Я к чему это рассказываю. Что хотели – то получили. Вовремя не приняли меры. Бойцовую рыбку ни к каким эволюциям нельзя было подпускать, знали же – и бездействовали. Короче, хватит разговаривать, так больше нельзя. Если она дорвется до эволюции, то всех последствий мы за всю жизнь не разгребем. И еще другим останется. Если нужны самые решительные меры – примем меры самые решительные. Вплоть до. Говорил же: допрыгаемся…
3
«…Лозунг свободы от оценок в естествознании не должен приводить к убеждению, будто происхождение видов – эта великолепнейшая из всех цепей естественно объяснимых событий – не в состоянии создавать новые ценности, – читала бойцовая рыбка, аккуратно придерживая книжку за сгиб переплета. – Возникновение какой‑то высшей формы жизни из более простого предка означает для нас приращение ценности – это столь же очевидная действительность, как наше собственное существование…»

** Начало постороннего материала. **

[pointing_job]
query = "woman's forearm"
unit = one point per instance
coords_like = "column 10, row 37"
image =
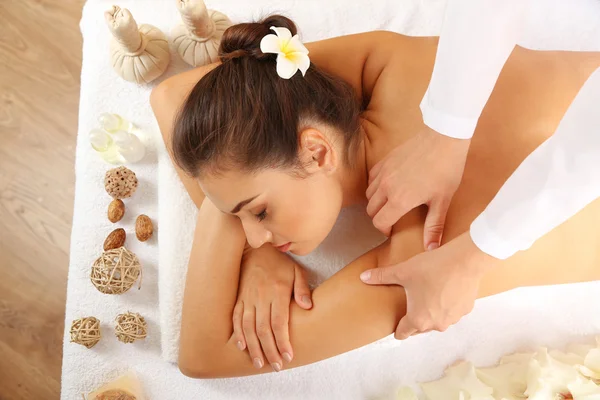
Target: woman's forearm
column 211, row 286
column 346, row 314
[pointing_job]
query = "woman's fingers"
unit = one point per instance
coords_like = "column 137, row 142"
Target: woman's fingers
column 238, row 331
column 280, row 318
column 249, row 328
column 265, row 335
column 301, row 289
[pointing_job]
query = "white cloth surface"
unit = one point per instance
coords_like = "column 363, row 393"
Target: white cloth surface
column 554, row 182
column 560, row 177
column 518, row 320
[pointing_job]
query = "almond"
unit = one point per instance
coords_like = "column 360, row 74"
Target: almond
column 143, row 228
column 116, row 210
column 115, row 239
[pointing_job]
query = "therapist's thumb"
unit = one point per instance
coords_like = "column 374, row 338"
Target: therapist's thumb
column 434, row 223
column 382, row 276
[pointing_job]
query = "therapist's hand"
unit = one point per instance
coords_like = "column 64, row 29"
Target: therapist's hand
column 427, row 169
column 441, row 285
column 261, row 314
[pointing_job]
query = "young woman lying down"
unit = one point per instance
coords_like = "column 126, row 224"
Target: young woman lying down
column 270, row 162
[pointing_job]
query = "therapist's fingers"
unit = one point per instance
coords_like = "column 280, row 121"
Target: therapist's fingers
column 265, row 335
column 280, row 322
column 249, row 327
column 405, row 329
column 302, row 293
column 238, row 331
column 434, row 223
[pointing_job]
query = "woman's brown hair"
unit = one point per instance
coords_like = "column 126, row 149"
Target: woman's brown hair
column 243, row 115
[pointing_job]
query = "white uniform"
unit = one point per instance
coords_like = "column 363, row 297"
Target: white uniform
column 557, row 179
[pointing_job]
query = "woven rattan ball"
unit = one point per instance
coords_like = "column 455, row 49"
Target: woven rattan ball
column 120, row 182
column 85, row 331
column 115, row 271
column 114, row 394
column 130, row 327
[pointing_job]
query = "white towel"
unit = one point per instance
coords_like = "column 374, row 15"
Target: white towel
column 517, row 320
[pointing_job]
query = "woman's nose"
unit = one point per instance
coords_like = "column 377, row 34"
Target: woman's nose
column 256, row 234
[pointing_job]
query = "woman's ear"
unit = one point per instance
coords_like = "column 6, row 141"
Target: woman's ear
column 316, row 152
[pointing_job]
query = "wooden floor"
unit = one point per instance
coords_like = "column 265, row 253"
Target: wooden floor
column 40, row 63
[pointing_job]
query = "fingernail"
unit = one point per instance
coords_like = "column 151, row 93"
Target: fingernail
column 365, row 276
column 306, row 300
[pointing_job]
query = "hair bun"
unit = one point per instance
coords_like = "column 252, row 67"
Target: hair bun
column 244, row 39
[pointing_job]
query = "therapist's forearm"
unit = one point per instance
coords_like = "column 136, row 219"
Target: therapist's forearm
column 555, row 181
column 476, row 39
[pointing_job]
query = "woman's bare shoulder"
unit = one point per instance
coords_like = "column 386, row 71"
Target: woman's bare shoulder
column 171, row 93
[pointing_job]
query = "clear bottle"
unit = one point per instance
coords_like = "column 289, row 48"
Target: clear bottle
column 114, row 122
column 105, row 146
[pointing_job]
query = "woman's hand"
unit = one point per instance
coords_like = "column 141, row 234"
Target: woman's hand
column 261, row 314
column 441, row 285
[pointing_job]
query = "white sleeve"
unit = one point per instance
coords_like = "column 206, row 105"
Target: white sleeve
column 476, row 39
column 552, row 184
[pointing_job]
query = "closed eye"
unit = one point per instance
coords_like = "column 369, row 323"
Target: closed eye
column 262, row 215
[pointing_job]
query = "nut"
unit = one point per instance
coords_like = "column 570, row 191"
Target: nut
column 116, row 209
column 115, row 239
column 143, row 228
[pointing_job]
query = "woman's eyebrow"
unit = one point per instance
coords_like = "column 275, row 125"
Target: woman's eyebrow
column 241, row 204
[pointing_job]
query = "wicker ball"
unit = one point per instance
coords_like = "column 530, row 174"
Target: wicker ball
column 115, row 394
column 120, row 182
column 130, row 327
column 85, row 331
column 115, row 271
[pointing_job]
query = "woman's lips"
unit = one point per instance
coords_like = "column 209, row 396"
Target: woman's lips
column 284, row 247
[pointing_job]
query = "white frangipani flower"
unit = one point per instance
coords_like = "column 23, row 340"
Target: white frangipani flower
column 291, row 53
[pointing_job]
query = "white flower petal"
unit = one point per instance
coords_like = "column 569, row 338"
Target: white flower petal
column 285, row 68
column 270, row 44
column 295, row 45
column 301, row 60
column 283, row 33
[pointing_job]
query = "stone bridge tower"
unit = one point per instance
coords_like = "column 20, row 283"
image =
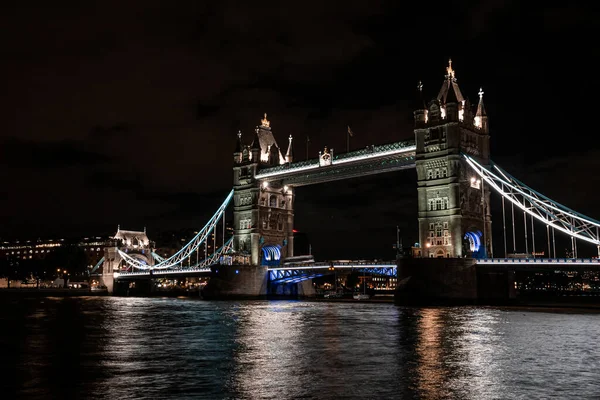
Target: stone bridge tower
column 454, row 212
column 135, row 243
column 263, row 215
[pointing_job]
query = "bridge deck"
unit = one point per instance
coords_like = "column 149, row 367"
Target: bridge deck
column 371, row 160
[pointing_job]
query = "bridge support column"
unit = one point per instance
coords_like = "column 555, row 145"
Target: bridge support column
column 109, row 267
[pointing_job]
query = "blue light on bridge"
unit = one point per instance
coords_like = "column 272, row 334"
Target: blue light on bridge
column 271, row 254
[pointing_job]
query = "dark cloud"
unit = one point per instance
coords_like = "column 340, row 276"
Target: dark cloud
column 58, row 154
column 126, row 112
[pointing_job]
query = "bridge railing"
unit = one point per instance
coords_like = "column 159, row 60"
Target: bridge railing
column 593, row 261
column 325, row 264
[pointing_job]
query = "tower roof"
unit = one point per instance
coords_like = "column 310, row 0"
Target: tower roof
column 239, row 145
column 256, row 141
column 420, row 102
column 266, row 139
column 480, row 107
column 289, row 153
column 450, row 92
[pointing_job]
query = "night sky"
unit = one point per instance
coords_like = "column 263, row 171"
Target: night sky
column 127, row 112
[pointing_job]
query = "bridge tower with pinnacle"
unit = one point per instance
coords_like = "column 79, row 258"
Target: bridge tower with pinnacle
column 263, row 214
column 453, row 203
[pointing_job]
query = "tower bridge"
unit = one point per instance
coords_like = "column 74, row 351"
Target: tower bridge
column 455, row 179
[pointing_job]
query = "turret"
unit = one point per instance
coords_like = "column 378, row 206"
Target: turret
column 289, row 156
column 239, row 146
column 480, row 121
column 273, row 152
column 255, row 148
column 450, row 97
column 420, row 112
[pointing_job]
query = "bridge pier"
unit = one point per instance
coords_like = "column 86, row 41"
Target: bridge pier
column 236, row 282
column 436, row 281
column 303, row 289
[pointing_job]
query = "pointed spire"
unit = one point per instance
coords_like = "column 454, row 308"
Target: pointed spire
column 480, row 120
column 450, row 85
column 265, row 122
column 450, row 73
column 273, row 154
column 239, row 146
column 451, row 94
column 480, row 107
column 289, row 154
column 256, row 141
column 420, row 103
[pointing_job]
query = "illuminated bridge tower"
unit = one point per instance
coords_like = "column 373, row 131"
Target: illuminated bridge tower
column 454, row 212
column 263, row 212
column 136, row 244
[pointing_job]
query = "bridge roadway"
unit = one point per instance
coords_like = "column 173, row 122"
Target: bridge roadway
column 296, row 272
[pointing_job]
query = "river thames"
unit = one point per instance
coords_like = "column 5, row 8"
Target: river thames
column 176, row 348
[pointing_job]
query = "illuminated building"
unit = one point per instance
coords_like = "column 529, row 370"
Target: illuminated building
column 454, row 213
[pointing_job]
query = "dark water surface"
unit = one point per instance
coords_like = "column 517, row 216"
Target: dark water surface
column 130, row 348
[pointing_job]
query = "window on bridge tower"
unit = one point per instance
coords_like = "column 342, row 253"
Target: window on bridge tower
column 438, row 230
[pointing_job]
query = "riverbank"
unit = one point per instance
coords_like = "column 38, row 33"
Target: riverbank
column 50, row 292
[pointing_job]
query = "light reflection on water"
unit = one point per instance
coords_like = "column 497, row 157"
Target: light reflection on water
column 122, row 348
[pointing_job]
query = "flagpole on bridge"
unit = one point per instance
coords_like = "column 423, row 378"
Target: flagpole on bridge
column 350, row 133
column 307, row 142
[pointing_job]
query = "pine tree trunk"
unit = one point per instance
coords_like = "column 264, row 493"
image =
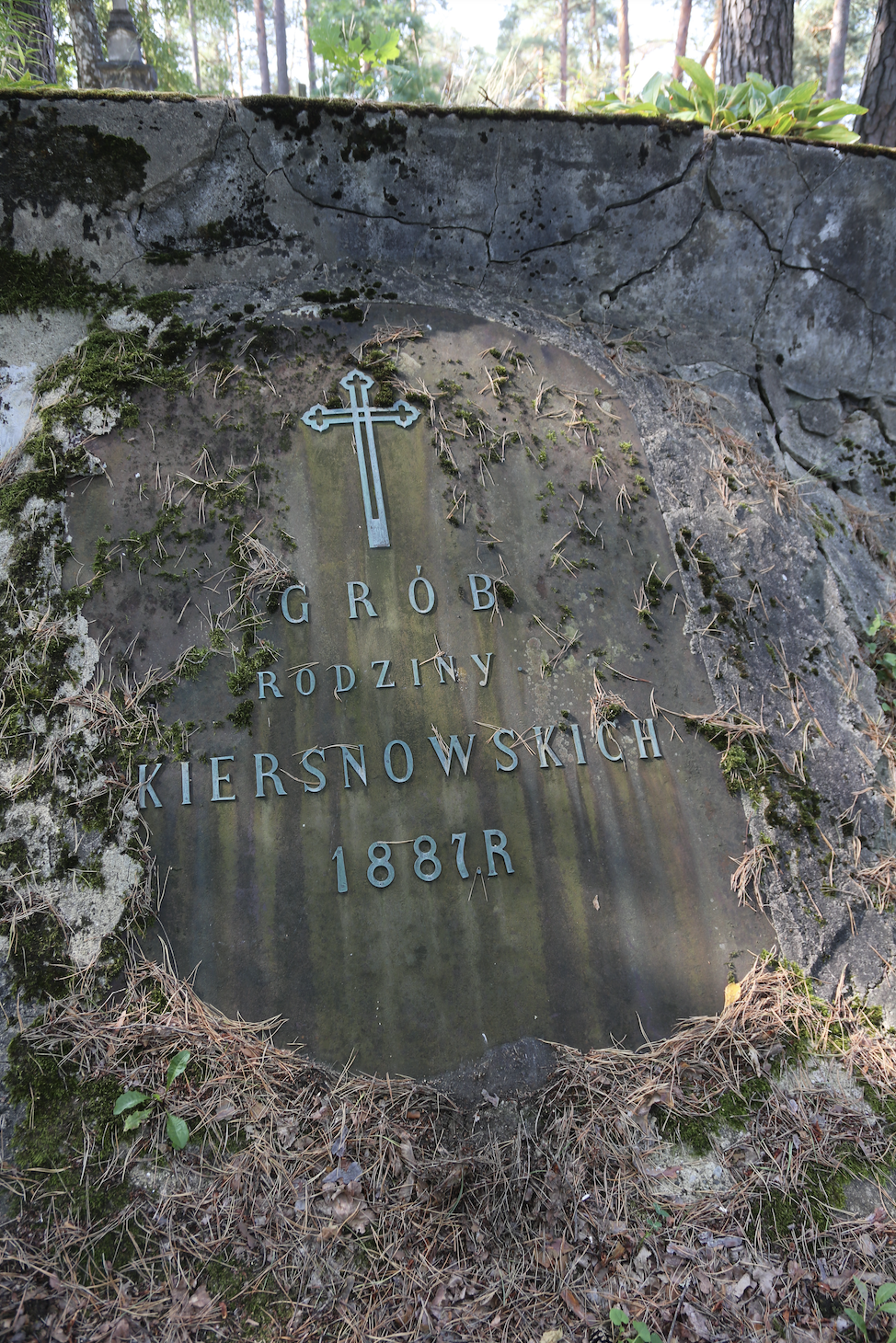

Рыбка задумалась. Перечитав, принялась читать дальше.
«Ни в одном из наших языков нет непереходного глагола, который мог бы обозначить филогенетический процесс, сопровождаемый приращением ценности. Если нечто новое и высшее возникает из предыдущей ступени, на которой нет того и из которой не выводится то, что составляет саму суть этого нового и высшего, – такой процесс нельзя называть развитием…»
Рыбка по здравом размышлении согласилась, что да, нельзя. Елки, подумала она. На что надеется этот мир? Поплевав, она перевернула страницу.